The History

Acacia no longer startled at the knock on the door each morning. Routine was becoming a quiet balm, the scent of mulled milk, the hush of snow pressing against the glass, the rhythm of footsteps in the corridor beyond.

She now dressed with help, pale wool gowns with fur-lined sleeves, slippers lined with fox velvet, her dark hair combed and woven back with ribbon and pins. She didn't remember ever liking ribbons. And yet... they didn't feel foreign.

Dominic visited each evening like clockwork, always precise, always polite, checking her condition without lingering. His words were measured, rarely straying beyond what was necessary. But she noticed how his eyes scanned the corners of the room as if checking for something that might harm her. Or perhaps, something that might awaken.

Astor, on the other hand, dropped in like the wind, sudden, breezy, and uninvited. He once brought her a caged star moth from the hothouse. Another time, a carved wooden puzzle box that refused to open unless you whispered the right question.

He was unpredictable, but never unkind.

Still, there were moments, in the gaps between meals and snow and silence, when she caught her reflection and felt the chasm of what was missing.

In one dream, she stood in a ballroom of gold, surrounded by faceless dancers, her feet moving in a pattern she somehow knew, until the floor cracked open beneath her and the music turned to screams.

In another, she heard a voice, cold and brittle as glass, whisper her name.

Only… it wasn't Acacia.

The days grew longer. Snow softened into frost. Still, the answers eluded her.

It was on one of those aimless afternoons that she found herself wandering the Ashcroft library alone. The library was quiet and still. Tall shelves rose high around her, filled with books that smelled of dust and age.
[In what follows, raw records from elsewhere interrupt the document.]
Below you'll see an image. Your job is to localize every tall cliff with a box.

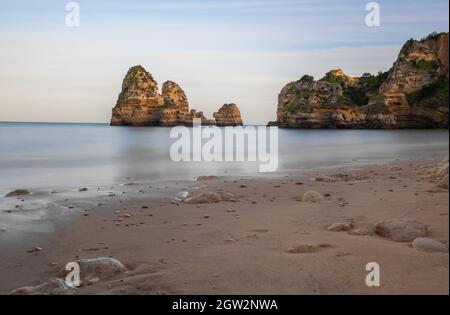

[270,33,449,128]
[111,66,215,126]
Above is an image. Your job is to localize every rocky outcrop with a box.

[111,66,242,126]
[111,66,164,126]
[424,155,448,189]
[213,104,242,126]
[111,66,215,126]
[269,33,449,128]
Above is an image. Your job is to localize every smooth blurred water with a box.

[0,123,449,194]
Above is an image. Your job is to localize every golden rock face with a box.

[272,33,449,128]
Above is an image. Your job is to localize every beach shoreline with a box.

[0,161,449,294]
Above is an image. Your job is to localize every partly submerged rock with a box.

[213,104,242,126]
[375,218,428,242]
[5,189,30,197]
[412,237,448,253]
[9,278,77,295]
[197,175,218,181]
[184,192,236,204]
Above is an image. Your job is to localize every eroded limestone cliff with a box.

[270,33,449,128]
[214,104,242,126]
[111,66,215,126]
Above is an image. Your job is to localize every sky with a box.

[0,0,449,124]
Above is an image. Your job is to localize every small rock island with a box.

[269,33,449,129]
[111,65,242,126]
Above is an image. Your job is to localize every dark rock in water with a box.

[58,257,127,285]
[270,33,449,128]
[5,189,30,197]
[214,104,242,126]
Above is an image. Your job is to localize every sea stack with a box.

[111,66,215,126]
[269,33,449,129]
[213,103,242,126]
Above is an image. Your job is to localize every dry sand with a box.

[0,161,449,294]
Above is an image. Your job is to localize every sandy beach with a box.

[0,161,449,294]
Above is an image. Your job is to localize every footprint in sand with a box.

[285,243,331,254]
[250,229,269,233]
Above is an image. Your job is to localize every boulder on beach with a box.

[183,192,235,204]
[348,227,372,236]
[58,257,127,283]
[5,189,30,197]
[327,222,353,232]
[301,190,325,203]
[412,237,448,253]
[9,278,77,295]
[375,218,428,242]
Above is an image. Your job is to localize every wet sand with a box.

[0,161,449,294]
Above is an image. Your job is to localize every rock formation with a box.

[111,66,242,126]
[269,33,449,128]
[213,104,242,126]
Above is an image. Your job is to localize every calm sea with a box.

[0,123,449,195]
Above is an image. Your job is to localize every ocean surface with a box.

[0,123,449,195]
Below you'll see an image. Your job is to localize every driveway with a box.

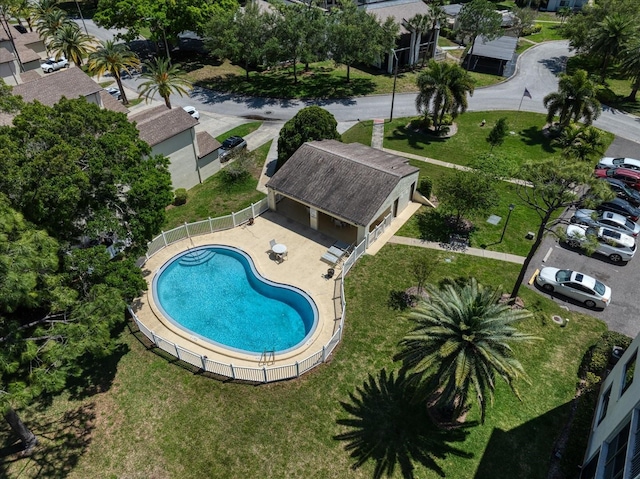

[523,138,640,338]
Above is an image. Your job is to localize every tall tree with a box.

[329,0,400,82]
[395,278,536,423]
[457,0,502,43]
[543,70,601,131]
[277,106,340,169]
[511,158,613,299]
[47,23,95,66]
[138,58,193,108]
[87,40,140,105]
[589,13,635,82]
[552,123,604,161]
[620,35,640,102]
[0,98,173,252]
[204,1,272,80]
[416,60,475,135]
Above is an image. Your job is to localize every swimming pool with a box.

[152,245,318,353]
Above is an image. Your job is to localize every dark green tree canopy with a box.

[278,106,340,169]
[0,98,172,251]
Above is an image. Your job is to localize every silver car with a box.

[536,267,611,308]
[571,209,640,238]
[565,224,636,263]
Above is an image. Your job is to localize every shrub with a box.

[173,188,187,206]
[418,176,433,198]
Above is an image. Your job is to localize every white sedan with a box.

[536,267,611,308]
[182,106,200,120]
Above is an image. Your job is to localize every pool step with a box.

[180,249,216,266]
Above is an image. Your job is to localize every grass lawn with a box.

[396,160,560,256]
[179,55,503,98]
[342,120,373,146]
[0,245,606,479]
[384,110,613,169]
[164,141,271,231]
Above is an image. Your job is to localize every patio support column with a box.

[309,207,318,231]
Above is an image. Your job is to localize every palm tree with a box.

[416,60,475,135]
[138,58,193,108]
[543,70,601,131]
[620,36,640,102]
[87,40,140,105]
[589,13,634,82]
[395,278,537,422]
[35,6,75,40]
[553,123,604,161]
[48,23,95,66]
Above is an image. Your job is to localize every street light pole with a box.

[498,203,516,243]
[389,49,398,121]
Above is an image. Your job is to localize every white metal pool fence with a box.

[128,202,392,383]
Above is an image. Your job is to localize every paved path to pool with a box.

[132,211,348,376]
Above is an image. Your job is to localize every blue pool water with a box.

[153,245,318,353]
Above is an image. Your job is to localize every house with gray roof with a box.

[266,140,420,243]
[129,105,221,189]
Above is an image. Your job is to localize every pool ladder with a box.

[258,349,276,366]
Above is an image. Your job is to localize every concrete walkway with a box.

[389,236,525,264]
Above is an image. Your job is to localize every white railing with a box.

[128,202,392,383]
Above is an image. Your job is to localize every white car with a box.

[536,267,611,308]
[571,209,640,238]
[565,224,636,263]
[182,106,200,120]
[596,156,640,170]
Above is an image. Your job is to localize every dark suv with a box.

[218,136,247,161]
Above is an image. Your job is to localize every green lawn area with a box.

[184,56,503,98]
[0,245,606,479]
[164,141,271,231]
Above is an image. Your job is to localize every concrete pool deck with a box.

[131,204,420,374]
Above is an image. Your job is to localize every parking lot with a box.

[525,138,640,337]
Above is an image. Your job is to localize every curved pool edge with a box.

[151,248,319,357]
[132,231,340,368]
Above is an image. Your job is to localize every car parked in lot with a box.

[40,57,69,73]
[596,156,640,170]
[536,266,611,308]
[601,178,640,206]
[571,209,640,238]
[596,198,640,221]
[565,224,636,263]
[594,168,640,190]
[218,136,247,161]
[536,266,611,308]
[182,106,200,120]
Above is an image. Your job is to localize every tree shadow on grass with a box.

[385,125,447,150]
[0,404,96,479]
[334,369,473,479]
[520,126,557,154]
[416,210,456,243]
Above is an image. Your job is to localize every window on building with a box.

[602,421,631,479]
[580,451,600,479]
[598,386,611,424]
[620,351,638,395]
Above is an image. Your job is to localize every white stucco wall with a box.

[584,335,640,477]
[152,130,200,190]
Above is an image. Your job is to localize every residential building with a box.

[580,335,640,479]
[129,105,221,189]
[266,140,420,244]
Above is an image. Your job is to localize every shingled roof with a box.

[266,140,419,226]
[13,67,102,106]
[129,105,198,146]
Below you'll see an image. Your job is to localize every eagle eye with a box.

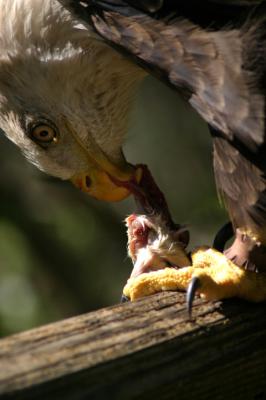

[30,124,58,145]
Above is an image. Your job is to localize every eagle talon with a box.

[186,276,200,319]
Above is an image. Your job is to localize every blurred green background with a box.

[0,78,227,336]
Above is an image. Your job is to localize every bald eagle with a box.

[0,0,266,300]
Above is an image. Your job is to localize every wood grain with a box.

[0,292,266,400]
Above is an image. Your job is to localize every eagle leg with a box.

[123,248,266,310]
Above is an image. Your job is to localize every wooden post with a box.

[0,292,266,400]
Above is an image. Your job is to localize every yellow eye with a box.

[30,124,58,144]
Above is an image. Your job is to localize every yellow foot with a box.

[123,248,266,302]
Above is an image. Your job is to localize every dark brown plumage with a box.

[61,0,266,267]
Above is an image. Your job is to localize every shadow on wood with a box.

[0,292,266,400]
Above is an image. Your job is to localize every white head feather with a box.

[0,0,143,179]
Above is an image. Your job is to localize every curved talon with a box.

[120,294,130,303]
[212,222,234,253]
[186,276,200,319]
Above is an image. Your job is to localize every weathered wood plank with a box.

[0,293,266,400]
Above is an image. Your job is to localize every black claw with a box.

[121,294,129,303]
[186,276,200,319]
[212,222,234,253]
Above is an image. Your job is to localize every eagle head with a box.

[0,0,143,201]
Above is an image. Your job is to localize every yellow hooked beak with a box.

[72,159,142,202]
[67,118,142,201]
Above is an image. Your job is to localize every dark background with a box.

[0,78,227,336]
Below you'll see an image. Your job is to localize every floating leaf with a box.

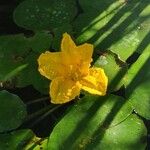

[74,0,150,61]
[94,51,127,92]
[14,0,76,31]
[15,52,49,94]
[29,31,52,53]
[24,136,48,150]
[0,34,29,81]
[0,129,34,150]
[0,91,27,132]
[125,47,150,119]
[48,95,134,150]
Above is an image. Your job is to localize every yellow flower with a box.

[38,33,108,104]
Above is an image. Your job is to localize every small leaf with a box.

[0,91,27,132]
[94,51,127,92]
[125,47,150,119]
[0,129,34,150]
[14,0,76,31]
[29,31,52,53]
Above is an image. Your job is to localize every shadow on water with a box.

[62,0,150,149]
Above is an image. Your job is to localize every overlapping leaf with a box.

[0,91,27,132]
[74,0,150,60]
[48,95,138,150]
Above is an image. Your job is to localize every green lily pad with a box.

[0,34,29,81]
[94,51,127,92]
[52,24,73,51]
[14,0,76,31]
[15,52,50,94]
[0,129,34,150]
[0,91,27,132]
[0,34,51,94]
[85,115,147,150]
[24,136,48,150]
[74,0,150,61]
[29,31,52,53]
[125,47,150,119]
[48,95,133,150]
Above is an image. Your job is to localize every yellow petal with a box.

[76,43,93,74]
[50,77,81,104]
[38,51,66,80]
[80,67,108,95]
[61,33,93,74]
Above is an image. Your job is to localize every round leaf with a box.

[48,95,132,150]
[0,91,27,132]
[14,0,76,31]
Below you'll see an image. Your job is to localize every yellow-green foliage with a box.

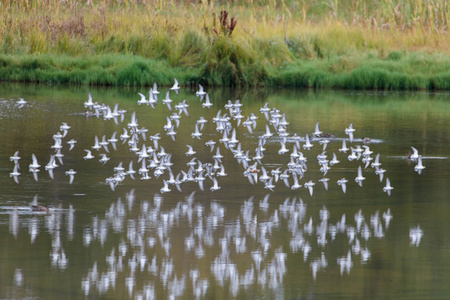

She wasn't sure what she was looking for. Only that her fingers moved along the spines of old volumes until one caught her attention.

"Chronicles of the Twin Empires: A History of Dominion and Decline."

She pulled it free. The leather was aged, the title embossed in faded gold. Settling into a nearby chair, she opened it.

"Before the rise of empires, this land was splintered into many sovereign nations, each proud, each divided.

From the North came the House of Grey. Their rise was swift but deliberate, born of magic, battle, and quiet ruthlessness. The small northern realms fell, one by one, and from their ashes rose the Empire of Valeriath.

In the South, the Windsor line gathered lands not with fire, but with structure. Through order and alliance, they forged the Solerith Empire governed by five noble houses, each bearing a pillar of power: justice, trade, war, wisdom, and shadow.

Of the old lands, only Azhera remains untouched, its history sealed in blood and secrecy…"

She read the passage twice, then again.

Her eyes lingered on one word.

Valeriath.

The name rang in her head like the toll of a distant bell.

It made her throat tighten.

"Why does that sound like… home?"

She closed the book, pressing her palm to the cover as if it could tell her more. But the library only offered silence.

Outside, snow began to fall again.

Inside, Acacia sat still, the name Valeriath echoing quietly in the hollows of her mind.

That night, sleep came in fragments.

She stood once more in the golden ballroom, its ceiling high and domed like a cathedral, the chandeliers dripping with crystal. Music swelled around her, strings and wind and a sorrowful note that tugged at something buried deep.

The faceless dancers circled again, but slower this time.

And across the hall, someone watched her.

A boy, no, a young man, clad in midnight blue, with silver embroidery at his collar and sorrow written in his eyes. His features were still unclear, shifting at the edges like water. But there was something in the way he looked at her, not with surprise, but recognition.

He opened his mouth to speak.

But before any sound could reach her, the floor cracked again.

She began to fall.

Only this time, the voice that called her wasn't brittle or cold.

It was warm. Familiar.

It whispered, "Crys…"

Acacia jolted awake, her breath catching. The fire had burned low, and the book lay beside her, still open to the page where the name Valeriath glowed in the dying light.